In the inflammation stage of wound healing, the blood vessel constrict and
coagulation begins. It is during this stage that the body uses nutrients to promote healing
and to restore damaged immune function. During the proliferative stage new tissues and
blood vessel develop and wound scar is formed. In the remodeling phase, wound edges
move and scar strengthens (Leininger, 2002). Proper wound healing demands adequate
perfusion, oxygenation, and blood flow. The essential elements is tissue perfusion since
it enables oxygen to enter the healing tissue.
Nutrients consist of polyunsaturated fatty acids and amino acids, glutamine,
arginine, and nucleotides (Nelson, 2003). Fatty acids fight against inflammation and also
help with wound healing. Dietary protein is a source of energy; lack of protein will result
in a slow rate of healing. The mineral vitamin K is essential for blood clotting as well for
preventing infection (Nelson, 2003). Calories and protein allow for a good nitrogen
balance. Good nutrition provides the increased energy that is required by the healing
wound as a result of inflammation and cellular activity. The main source of energy for
healing is glucose (Nelson, 2003). Other source of vitamin is found in B1 and
manganese. Parents must be aware that overfeeding or providing too many calories will
cause metabolic stress.
All individuals must have adequate calories and protein for metabolic support. It
is very important to establish a well balanced diet and good nutrition status. Proper
nutritional support will provide the calories and nutrients needed for wound healing
(Leininger, 2002).
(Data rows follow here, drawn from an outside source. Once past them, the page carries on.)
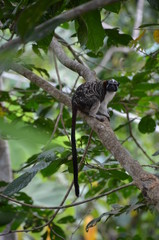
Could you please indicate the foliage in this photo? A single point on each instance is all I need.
(35, 124)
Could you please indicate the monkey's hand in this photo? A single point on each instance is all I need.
(101, 116)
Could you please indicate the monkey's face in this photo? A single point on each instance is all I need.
(112, 85)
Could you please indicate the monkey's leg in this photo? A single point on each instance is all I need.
(104, 111)
(94, 109)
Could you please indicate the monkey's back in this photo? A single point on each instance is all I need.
(87, 94)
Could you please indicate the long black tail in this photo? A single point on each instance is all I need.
(74, 151)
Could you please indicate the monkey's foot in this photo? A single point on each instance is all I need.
(102, 118)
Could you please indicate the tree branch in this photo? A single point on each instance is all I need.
(146, 182)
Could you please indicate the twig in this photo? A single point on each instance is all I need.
(62, 207)
(69, 47)
(69, 205)
(56, 234)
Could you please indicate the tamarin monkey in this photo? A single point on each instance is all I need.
(92, 99)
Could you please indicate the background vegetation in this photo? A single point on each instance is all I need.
(119, 40)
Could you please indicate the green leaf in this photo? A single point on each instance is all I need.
(95, 31)
(67, 219)
(82, 31)
(156, 153)
(154, 4)
(114, 7)
(147, 125)
(7, 214)
(148, 25)
(36, 50)
(141, 77)
(31, 15)
(19, 183)
(115, 38)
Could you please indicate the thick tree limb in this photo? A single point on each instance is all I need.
(146, 182)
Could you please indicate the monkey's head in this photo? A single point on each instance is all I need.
(112, 85)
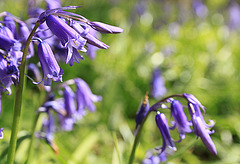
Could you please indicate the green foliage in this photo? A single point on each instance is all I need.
(204, 61)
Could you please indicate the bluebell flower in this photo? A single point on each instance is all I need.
(162, 125)
(84, 96)
(34, 71)
(10, 23)
(69, 38)
(69, 101)
(157, 84)
(52, 4)
(200, 128)
(155, 158)
(105, 28)
(180, 119)
(6, 31)
(142, 112)
(50, 68)
(89, 34)
(23, 35)
(1, 133)
(194, 108)
(8, 75)
(7, 43)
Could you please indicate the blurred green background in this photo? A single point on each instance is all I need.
(198, 53)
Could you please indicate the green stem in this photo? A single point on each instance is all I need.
(32, 138)
(18, 100)
(136, 140)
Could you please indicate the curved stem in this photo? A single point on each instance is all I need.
(136, 140)
(32, 138)
(18, 100)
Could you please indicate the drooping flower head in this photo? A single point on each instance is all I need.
(50, 68)
(142, 112)
(154, 158)
(200, 127)
(180, 119)
(162, 125)
(8, 75)
(69, 38)
(157, 84)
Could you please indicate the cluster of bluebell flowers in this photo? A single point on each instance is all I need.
(68, 109)
(196, 124)
(61, 36)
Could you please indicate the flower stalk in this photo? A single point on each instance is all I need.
(137, 139)
(18, 100)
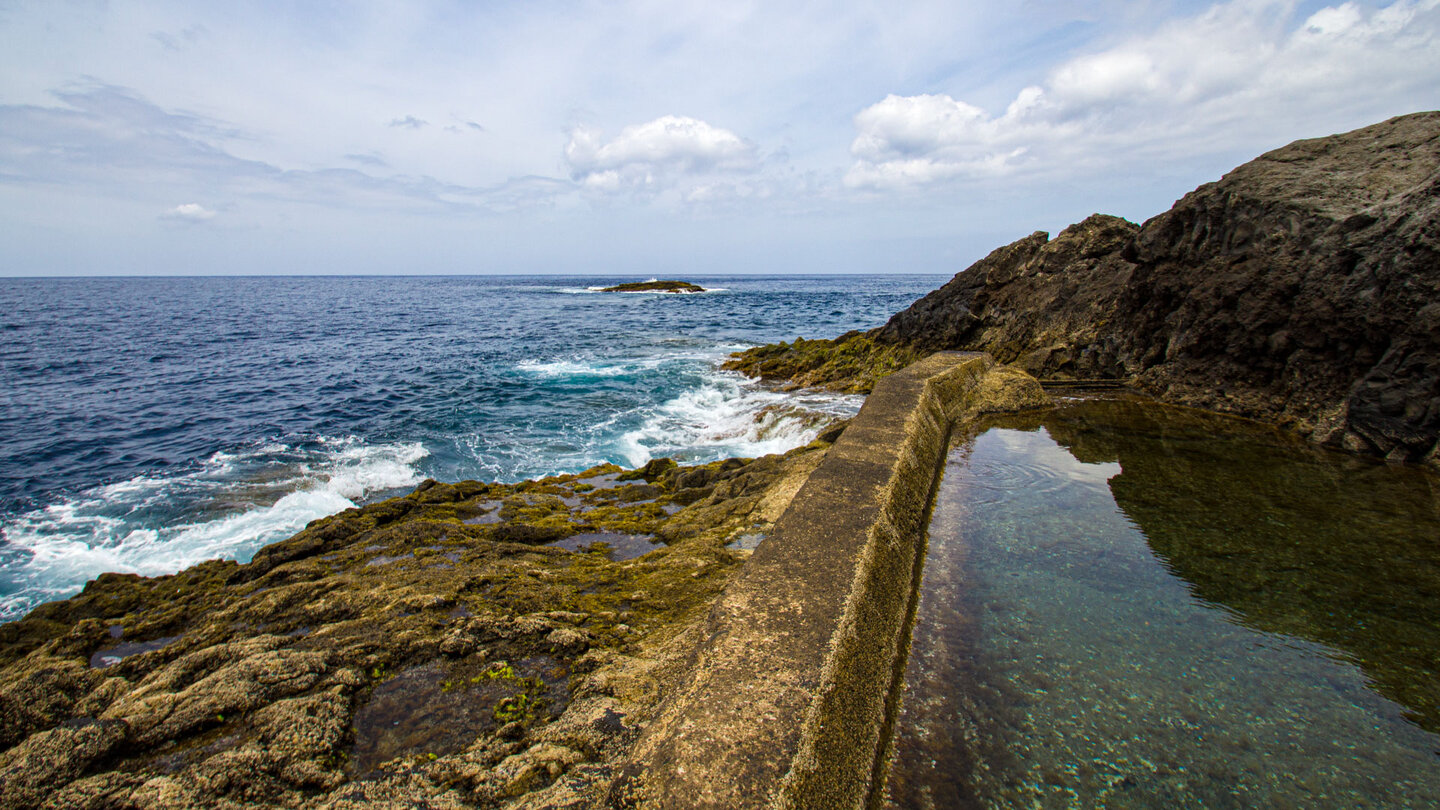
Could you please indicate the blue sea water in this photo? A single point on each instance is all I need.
(147, 424)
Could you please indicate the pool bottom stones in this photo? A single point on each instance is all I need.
(792, 693)
(1135, 606)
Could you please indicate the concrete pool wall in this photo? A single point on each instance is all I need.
(792, 692)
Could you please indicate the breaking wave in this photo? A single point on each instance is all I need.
(231, 506)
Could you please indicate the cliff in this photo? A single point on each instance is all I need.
(1301, 288)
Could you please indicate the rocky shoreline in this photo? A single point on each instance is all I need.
(481, 644)
(465, 644)
(1301, 288)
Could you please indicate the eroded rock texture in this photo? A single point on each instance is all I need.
(1302, 288)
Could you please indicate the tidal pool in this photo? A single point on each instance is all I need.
(1135, 606)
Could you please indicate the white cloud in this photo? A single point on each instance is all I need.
(655, 153)
(1223, 79)
(190, 212)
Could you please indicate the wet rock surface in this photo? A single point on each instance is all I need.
(1301, 288)
(401, 655)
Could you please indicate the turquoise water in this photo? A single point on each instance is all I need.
(1131, 606)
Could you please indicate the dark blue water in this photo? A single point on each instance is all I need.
(151, 423)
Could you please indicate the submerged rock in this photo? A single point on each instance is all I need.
(1302, 288)
(655, 287)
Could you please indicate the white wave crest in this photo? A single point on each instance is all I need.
(733, 415)
(232, 506)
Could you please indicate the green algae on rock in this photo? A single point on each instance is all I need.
(437, 649)
(655, 287)
(850, 363)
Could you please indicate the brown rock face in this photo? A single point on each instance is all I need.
(1301, 288)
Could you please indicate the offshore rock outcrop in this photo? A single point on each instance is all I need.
(655, 287)
(1302, 288)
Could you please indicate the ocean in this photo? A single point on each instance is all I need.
(149, 424)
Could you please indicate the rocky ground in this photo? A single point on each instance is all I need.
(467, 644)
(1302, 288)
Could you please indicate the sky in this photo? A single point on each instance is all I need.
(647, 137)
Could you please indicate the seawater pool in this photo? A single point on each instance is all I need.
(1135, 606)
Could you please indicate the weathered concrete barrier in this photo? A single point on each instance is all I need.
(794, 689)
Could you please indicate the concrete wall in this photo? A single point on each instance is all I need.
(792, 692)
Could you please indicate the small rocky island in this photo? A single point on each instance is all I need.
(655, 287)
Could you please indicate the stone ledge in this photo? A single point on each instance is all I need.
(794, 688)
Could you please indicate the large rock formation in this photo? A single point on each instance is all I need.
(464, 646)
(1302, 288)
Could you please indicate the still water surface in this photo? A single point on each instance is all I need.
(1131, 606)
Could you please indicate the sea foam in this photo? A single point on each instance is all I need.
(733, 415)
(231, 506)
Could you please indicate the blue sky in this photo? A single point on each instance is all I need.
(648, 137)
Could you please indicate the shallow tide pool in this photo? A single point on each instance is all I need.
(1134, 606)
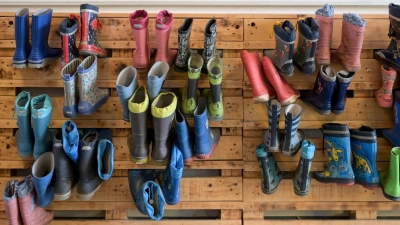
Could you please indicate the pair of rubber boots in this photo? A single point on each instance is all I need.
(261, 79)
(90, 96)
(292, 137)
(329, 91)
(190, 94)
(36, 112)
(19, 204)
(39, 54)
(87, 26)
(184, 53)
(284, 55)
(341, 143)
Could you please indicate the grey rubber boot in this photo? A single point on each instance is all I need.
(272, 136)
(293, 137)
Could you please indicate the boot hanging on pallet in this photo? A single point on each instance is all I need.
(384, 95)
(324, 18)
(22, 45)
(41, 53)
(390, 55)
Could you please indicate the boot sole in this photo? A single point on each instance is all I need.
(87, 197)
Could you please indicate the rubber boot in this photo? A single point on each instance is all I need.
(282, 55)
(286, 94)
(390, 54)
(304, 54)
(262, 91)
(302, 178)
(271, 175)
(349, 50)
(338, 100)
(138, 141)
(139, 24)
(90, 96)
(66, 173)
(364, 147)
(389, 178)
(164, 21)
(163, 111)
(89, 180)
(189, 94)
(31, 214)
(146, 193)
(156, 78)
(127, 83)
(69, 76)
(90, 23)
(43, 179)
(393, 134)
(70, 141)
(210, 39)
(68, 32)
(184, 31)
(24, 136)
(22, 45)
(293, 137)
(272, 137)
(215, 95)
(170, 178)
(41, 53)
(10, 202)
(42, 110)
(319, 98)
(206, 138)
(384, 96)
(184, 137)
(324, 18)
(337, 141)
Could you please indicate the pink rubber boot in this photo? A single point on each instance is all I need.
(164, 21)
(384, 95)
(141, 55)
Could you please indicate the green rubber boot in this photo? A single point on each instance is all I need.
(215, 95)
(390, 178)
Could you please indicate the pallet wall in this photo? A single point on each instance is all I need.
(235, 192)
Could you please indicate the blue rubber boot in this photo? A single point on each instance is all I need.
(156, 77)
(24, 135)
(42, 110)
(393, 134)
(69, 76)
(41, 53)
(301, 177)
(184, 136)
(70, 137)
(90, 96)
(337, 141)
(146, 193)
(206, 138)
(364, 146)
(319, 98)
(271, 174)
(42, 173)
(22, 46)
(127, 83)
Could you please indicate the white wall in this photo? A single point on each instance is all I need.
(205, 6)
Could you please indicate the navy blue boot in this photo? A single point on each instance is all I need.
(184, 136)
(393, 134)
(206, 138)
(319, 98)
(22, 46)
(364, 146)
(146, 193)
(41, 53)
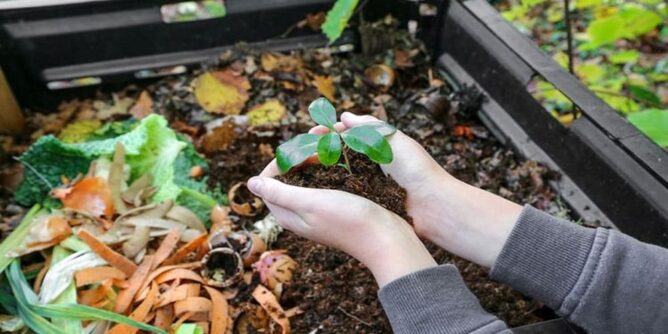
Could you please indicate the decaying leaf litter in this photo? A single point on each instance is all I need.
(134, 222)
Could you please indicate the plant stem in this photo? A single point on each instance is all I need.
(345, 158)
(569, 35)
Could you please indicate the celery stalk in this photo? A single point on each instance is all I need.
(69, 296)
(15, 239)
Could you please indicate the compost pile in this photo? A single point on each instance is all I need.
(140, 216)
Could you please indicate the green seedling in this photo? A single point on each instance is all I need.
(368, 139)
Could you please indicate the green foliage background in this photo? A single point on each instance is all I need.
(621, 53)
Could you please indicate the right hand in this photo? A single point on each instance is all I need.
(460, 218)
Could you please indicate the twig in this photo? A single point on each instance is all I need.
(41, 177)
(569, 36)
(354, 317)
(345, 158)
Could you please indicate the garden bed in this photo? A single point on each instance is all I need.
(334, 292)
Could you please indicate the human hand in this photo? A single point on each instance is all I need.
(380, 239)
(463, 219)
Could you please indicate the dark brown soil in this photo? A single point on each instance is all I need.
(366, 180)
(337, 293)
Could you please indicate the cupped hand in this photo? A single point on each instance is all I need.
(463, 219)
(380, 239)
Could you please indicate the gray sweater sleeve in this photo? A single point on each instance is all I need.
(599, 279)
(602, 280)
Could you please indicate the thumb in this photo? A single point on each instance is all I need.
(349, 119)
(277, 192)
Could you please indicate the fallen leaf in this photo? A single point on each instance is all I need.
(381, 76)
(266, 150)
(143, 107)
(314, 21)
(79, 131)
(243, 202)
(404, 58)
(270, 111)
(48, 231)
(325, 85)
(222, 92)
(220, 138)
(118, 106)
(269, 303)
(185, 128)
(273, 62)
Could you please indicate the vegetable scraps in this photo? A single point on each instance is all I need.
(152, 150)
(126, 242)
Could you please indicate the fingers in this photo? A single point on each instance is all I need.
(287, 218)
(276, 192)
(349, 119)
(270, 170)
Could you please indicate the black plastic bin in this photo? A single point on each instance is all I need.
(611, 173)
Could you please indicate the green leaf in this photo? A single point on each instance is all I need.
(83, 312)
(189, 329)
(295, 151)
(644, 95)
(638, 21)
(581, 4)
(383, 128)
(69, 296)
(624, 57)
(25, 298)
(337, 18)
(322, 111)
(150, 146)
(74, 244)
(366, 140)
(590, 72)
(157, 157)
(15, 239)
(653, 123)
(329, 149)
(619, 103)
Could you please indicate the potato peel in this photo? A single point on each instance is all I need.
(270, 304)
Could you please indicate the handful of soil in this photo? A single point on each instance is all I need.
(367, 180)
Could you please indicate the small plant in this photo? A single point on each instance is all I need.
(368, 139)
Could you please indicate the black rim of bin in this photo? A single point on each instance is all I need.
(611, 173)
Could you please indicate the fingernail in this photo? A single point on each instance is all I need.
(255, 185)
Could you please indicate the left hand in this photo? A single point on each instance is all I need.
(380, 239)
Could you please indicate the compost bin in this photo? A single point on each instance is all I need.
(609, 173)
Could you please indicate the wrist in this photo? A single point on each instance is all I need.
(397, 252)
(470, 222)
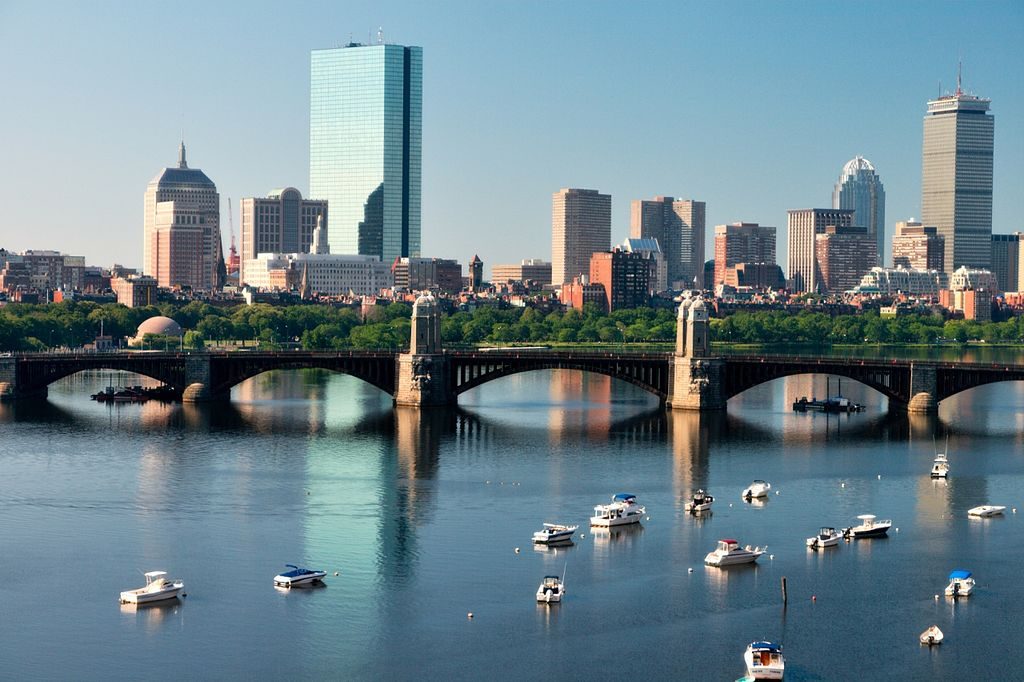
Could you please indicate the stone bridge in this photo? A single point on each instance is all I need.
(689, 378)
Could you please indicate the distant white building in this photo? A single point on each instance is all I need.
(651, 250)
(322, 271)
(900, 280)
(965, 278)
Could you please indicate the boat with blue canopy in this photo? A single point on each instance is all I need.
(961, 584)
(298, 577)
(623, 510)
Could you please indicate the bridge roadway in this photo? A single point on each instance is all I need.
(28, 375)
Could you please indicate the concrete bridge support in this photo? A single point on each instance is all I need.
(422, 377)
(924, 387)
(9, 388)
(199, 381)
(696, 380)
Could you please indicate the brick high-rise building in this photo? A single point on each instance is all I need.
(918, 246)
(181, 228)
(844, 256)
(804, 225)
(741, 243)
(679, 227)
(625, 275)
(581, 224)
(1007, 261)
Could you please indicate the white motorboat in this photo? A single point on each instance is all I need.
(764, 661)
(932, 636)
(985, 511)
(940, 468)
(729, 553)
(759, 488)
(826, 538)
(623, 510)
(961, 584)
(868, 527)
(554, 533)
(158, 587)
(552, 589)
(700, 502)
(298, 577)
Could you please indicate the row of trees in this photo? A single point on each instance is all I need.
(25, 327)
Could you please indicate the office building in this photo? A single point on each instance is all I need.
(529, 269)
(581, 225)
(657, 279)
(679, 227)
(956, 177)
(135, 291)
(181, 228)
(317, 270)
(889, 281)
(283, 222)
(427, 274)
(844, 255)
(366, 108)
(859, 188)
(741, 243)
(918, 246)
(803, 226)
(625, 276)
(1007, 261)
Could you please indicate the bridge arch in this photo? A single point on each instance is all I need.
(468, 372)
(893, 382)
(228, 370)
(226, 383)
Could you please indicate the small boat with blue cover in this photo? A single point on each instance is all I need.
(623, 510)
(961, 584)
(764, 661)
(298, 577)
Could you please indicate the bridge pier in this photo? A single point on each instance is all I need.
(9, 385)
(924, 387)
(695, 380)
(422, 378)
(199, 382)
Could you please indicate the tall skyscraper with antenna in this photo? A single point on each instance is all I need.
(956, 176)
(366, 111)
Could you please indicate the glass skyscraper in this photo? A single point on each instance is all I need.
(859, 188)
(366, 114)
(956, 177)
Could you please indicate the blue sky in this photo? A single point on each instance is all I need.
(753, 108)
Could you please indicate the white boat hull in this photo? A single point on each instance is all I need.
(818, 543)
(626, 519)
(986, 511)
(288, 581)
(144, 596)
(732, 559)
(760, 672)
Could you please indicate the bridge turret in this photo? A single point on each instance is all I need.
(681, 323)
(423, 376)
(426, 327)
(696, 330)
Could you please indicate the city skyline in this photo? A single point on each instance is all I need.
(77, 115)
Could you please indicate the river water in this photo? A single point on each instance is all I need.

It is not he quantity of food consumed that is important for wound
healing but the quality. Food such as oily fish will help in the reduction of inflammation
and the also serve to improve immune function. These type of foods promote wound
healing as well (Nelson, 2003). Another point is that exercise has to be combined with
proper nutrition. The rationale is that exercise leads to improved circulation which, in
turn, allows the blood to deliver oxygen and nutrients to the wound. Proper nutrition
plays an essential role in wound healing. The rate of healing for wounds depends on the
patients nutritional status. Wound healing proceeds through three stages, each one with
its special nutritional requirements. Problems with wound healing occur primarily of
inadequate nutrition and a lack of vitamins and minerals in family diet. wound healing
requires certain calories and nutrients, and specific foods are known to promote wound
healing. Effective wound healing can therefore be prepared for in advance through
careful nutritional choices.
Anonymous (1999) making a case for vitamin C. Tufts University Health & Nutritional
Letter, 17 (4), 3.
Leininger , S. (2002). The role of nutrition in wound healing. Critical Care Nursing
Quarterly, 25 (1), 13-22.
Nelson , E.A. (2003) Nutrition for optimum wound healing
Nursing Standards, 18 (6), 55.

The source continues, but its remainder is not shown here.